Waveform interpolation speech coding using splines

- Lucent Technologies Inc.

A low-complexity method and apparatus for performing waveform interpolation in a low bit-rate WI speech decoder, wherein interpolation between received waveforms is performed with use of spline coefficients generated based thereupon. Specifically, two signals are received from a WI encoder, each comprising a set of frequency domain parameters representing a speech signal segment of a corresponding pitch period. Then, spline coefficients are generated from each of the received signals, wherein each set of spline coefficients comprises a spline representation of a time domain transformation of the corresponding set of frequency domain parameters. Finally, the decoder interpolates between the spline representations to generate interpolated time domain data which is used to synthesize a reconstructed speech signal.
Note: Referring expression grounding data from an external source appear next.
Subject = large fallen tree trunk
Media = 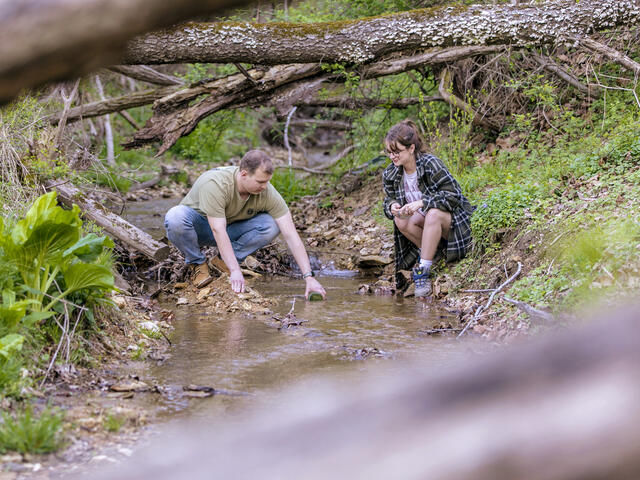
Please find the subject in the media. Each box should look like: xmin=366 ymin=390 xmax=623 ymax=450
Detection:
xmin=0 ymin=0 xmax=249 ymax=104
xmin=47 ymin=181 xmax=170 ymax=261
xmin=123 ymin=0 xmax=640 ymax=65
xmin=89 ymin=305 xmax=640 ymax=480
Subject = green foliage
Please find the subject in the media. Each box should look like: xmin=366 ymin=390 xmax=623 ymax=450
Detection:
xmin=511 ymin=265 xmax=570 ymax=308
xmin=419 ymin=92 xmax=476 ymax=177
xmin=470 ymin=183 xmax=540 ymax=252
xmin=103 ymin=413 xmax=126 ymax=433
xmin=0 ymin=356 xmax=24 ymax=398
xmin=321 ymin=63 xmax=361 ymax=88
xmin=0 ymin=406 xmax=64 ymax=454
xmin=0 ymin=192 xmax=114 ymax=317
xmin=170 ymin=110 xmax=261 ymax=164
xmin=0 ymin=192 xmax=115 ymax=396
xmin=270 ymin=168 xmax=318 ymax=203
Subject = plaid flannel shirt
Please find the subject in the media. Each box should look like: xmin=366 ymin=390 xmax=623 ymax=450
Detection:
xmin=382 ymin=153 xmax=474 ymax=288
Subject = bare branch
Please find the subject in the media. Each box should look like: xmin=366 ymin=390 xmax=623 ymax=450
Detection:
xmin=438 ymin=68 xmax=501 ymax=131
xmin=296 ymin=96 xmax=433 ymax=109
xmin=109 ymin=65 xmax=184 ymax=86
xmin=531 ymin=52 xmax=600 ymax=97
xmin=572 ymin=35 xmax=640 ymax=76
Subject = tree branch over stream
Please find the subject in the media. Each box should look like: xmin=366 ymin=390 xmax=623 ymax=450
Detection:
xmin=122 ymin=0 xmax=640 ymax=65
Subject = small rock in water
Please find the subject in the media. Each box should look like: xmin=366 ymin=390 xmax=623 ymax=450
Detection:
xmin=109 ymin=380 xmax=150 ymax=392
xmin=176 ymin=297 xmax=188 ymax=305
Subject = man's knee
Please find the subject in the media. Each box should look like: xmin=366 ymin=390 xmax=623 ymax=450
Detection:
xmin=165 ymin=205 xmax=196 ymax=236
xmin=257 ymin=215 xmax=280 ymax=241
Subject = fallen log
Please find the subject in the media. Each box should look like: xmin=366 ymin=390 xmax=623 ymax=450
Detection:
xmin=47 ymin=181 xmax=170 ymax=261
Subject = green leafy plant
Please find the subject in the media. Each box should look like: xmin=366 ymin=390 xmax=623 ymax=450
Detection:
xmin=470 ymin=183 xmax=540 ymax=252
xmin=0 ymin=192 xmax=115 ymax=379
xmin=0 ymin=405 xmax=64 ymax=454
xmin=270 ymin=169 xmax=318 ymax=203
xmin=0 ymin=192 xmax=114 ymax=317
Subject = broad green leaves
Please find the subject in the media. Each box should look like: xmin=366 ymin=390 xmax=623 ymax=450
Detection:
xmin=0 ymin=334 xmax=24 ymax=360
xmin=0 ymin=192 xmax=115 ymax=350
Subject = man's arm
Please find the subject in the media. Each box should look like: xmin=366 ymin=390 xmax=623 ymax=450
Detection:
xmin=208 ymin=216 xmax=245 ymax=293
xmin=275 ymin=212 xmax=326 ymax=299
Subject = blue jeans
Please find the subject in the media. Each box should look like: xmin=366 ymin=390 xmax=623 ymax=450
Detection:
xmin=164 ymin=205 xmax=280 ymax=265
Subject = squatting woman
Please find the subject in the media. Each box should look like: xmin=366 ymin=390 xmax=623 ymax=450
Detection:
xmin=382 ymin=120 xmax=474 ymax=296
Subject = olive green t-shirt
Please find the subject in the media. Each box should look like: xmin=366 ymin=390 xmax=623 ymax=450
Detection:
xmin=180 ymin=166 xmax=289 ymax=224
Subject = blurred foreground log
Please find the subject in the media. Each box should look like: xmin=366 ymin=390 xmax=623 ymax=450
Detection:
xmin=0 ymin=0 xmax=248 ymax=104
xmin=48 ymin=181 xmax=170 ymax=261
xmin=91 ymin=305 xmax=640 ymax=479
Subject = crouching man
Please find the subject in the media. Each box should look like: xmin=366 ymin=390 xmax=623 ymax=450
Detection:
xmin=164 ymin=149 xmax=326 ymax=298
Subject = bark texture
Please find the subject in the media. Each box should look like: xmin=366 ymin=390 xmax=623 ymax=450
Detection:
xmin=123 ymin=0 xmax=640 ymax=65
xmin=49 ymin=182 xmax=170 ymax=261
xmin=0 ymin=0 xmax=248 ymax=104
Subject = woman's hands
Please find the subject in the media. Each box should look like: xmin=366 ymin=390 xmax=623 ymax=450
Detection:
xmin=392 ymin=201 xmax=422 ymax=218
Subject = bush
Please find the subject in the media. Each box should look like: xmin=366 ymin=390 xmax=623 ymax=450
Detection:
xmin=470 ymin=183 xmax=540 ymax=251
xmin=0 ymin=192 xmax=115 ymax=397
In certain embodiments of the present invention, the time scale of at least one of the spline representations is modified to enable the interpolation therebetween. Also, in accordance with one illustrative embodiment of the present invention, a cubic spline representation is used, while in accordance with another illustrative embodiment, a novel variant of a cardinal spline representation is advantageously employed.

Skip to:  ·  Claims  ·  References Cited  · Patent History  ·  Patent History

Claims

1. A method of synthesizing a reconstructed speech signal based on encoded signals communicated via a communications channel, the method comprising the steps of:

receiving at least two communicated signals, including a first communicated signal comprising a first set of frequency domain parameters representing a first speech signal segment of a length equal to a first pitch-period and a second communicated signal comprising a second set of frequency domain parameters representing a second speech signal segment of a length equal to a second pitch-period;
generating at least two sets of spline coefficients, including a first set of spline coefficients which comprises a spline representation of a time domain transformation of the first set of frequency domain parameters and a second set of spline coefficients which comprises a spline representation of a time domain transformation of the second set of frequency domain parameters, wherein the spline representations are based on cardinal spline representations;
synthesizing the reconstructed signal by interpolating between the spline representation of the time domain transformation of the first set of frequency domain parameters and the spline representation of the time domain transformation of the second set of frequency domain parameters.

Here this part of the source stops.